Title: Re: Certified to suck.
Post by: Kintaro on 25 August 2008, 08:51
I mentioned MS OOXML because someone mentioned document formats, that's all dude.

If I believed for two seconds that your wiring let you push OOXML after getting your ass busted for trying to weasel out some twisted confession regarding RTF support, I would've said so.  You mentioned OOXML because it turns out that you know precisely dick about RTF legacy support in Linux.

RTF thing was unrelated, save to TXT, save to this and that, or hell: Save to Office 97/2000/2003 format, that is supported by AbiWord and OpenOffice Writer. I'm just saying: document compatibility already exists.

You are right, I know little about the complexities, but I know I can get a document I made on Office to load in OpenOffice so I just don't see the huge barrier here.
Title: Re: Certified to suck.
Post by: Calum on 9 September 2008, 10:43
the barrier is closed formats and broken standards, like it always is with MS.

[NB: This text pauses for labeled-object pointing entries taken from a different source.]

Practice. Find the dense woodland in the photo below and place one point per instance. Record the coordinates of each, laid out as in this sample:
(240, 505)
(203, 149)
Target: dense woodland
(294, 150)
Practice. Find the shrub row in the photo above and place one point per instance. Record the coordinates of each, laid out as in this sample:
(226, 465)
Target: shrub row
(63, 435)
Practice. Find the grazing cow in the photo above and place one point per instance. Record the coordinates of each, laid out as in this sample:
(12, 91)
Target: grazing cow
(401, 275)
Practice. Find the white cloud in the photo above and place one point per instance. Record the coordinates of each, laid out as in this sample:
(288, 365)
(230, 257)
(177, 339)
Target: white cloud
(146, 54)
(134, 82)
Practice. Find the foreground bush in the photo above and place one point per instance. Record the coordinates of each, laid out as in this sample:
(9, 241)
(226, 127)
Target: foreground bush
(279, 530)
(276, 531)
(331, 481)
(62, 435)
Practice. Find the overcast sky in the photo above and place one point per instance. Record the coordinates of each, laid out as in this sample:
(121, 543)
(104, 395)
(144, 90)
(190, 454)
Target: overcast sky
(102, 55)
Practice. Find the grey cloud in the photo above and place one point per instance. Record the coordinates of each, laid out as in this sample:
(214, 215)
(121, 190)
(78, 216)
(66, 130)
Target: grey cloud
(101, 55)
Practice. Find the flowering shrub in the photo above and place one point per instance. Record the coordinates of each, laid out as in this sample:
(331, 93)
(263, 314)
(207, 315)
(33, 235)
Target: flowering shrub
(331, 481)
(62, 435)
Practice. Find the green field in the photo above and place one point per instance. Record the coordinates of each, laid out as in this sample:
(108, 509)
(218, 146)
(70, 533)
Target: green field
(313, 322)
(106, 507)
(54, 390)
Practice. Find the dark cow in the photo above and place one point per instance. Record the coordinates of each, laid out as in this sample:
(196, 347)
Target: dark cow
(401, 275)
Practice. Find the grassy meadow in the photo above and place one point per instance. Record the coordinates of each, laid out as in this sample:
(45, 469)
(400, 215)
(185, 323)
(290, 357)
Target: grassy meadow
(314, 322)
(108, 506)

A document created in MS Office is not always going to work in OpenOffice.org, Microsoft even change the file format between versions of the software, as an incentive for MS Office users to "up"grade, but also to deter projects that would like to read and write to Microsoft Office file formats. Even if it does open, it may well not look anything like it did in MS Office, and that does put people off. Sometimes the difference is irritating enough to really get on your nerves.

This is because MS, the owner of the de facto standard in office software file formats, have decided to manage their formats in this way. closed spec to force everybody else to guess how they work and change the spec every couple of years just for a laugh. Instead they should use proper open standards and everybody'd be happier.

By comparison it would be like if a small country already had a functioning government and economy and then a large country like the US imposed sanctions or sent troops in to "sort everything out" basically so they can keep control (of the global economy in the case of the countries, or of the market in the case of the software company). When you look at it, it's just selfish and nobody benefits except the large country, or in the case of MS the large company, same thing in a lot of ways.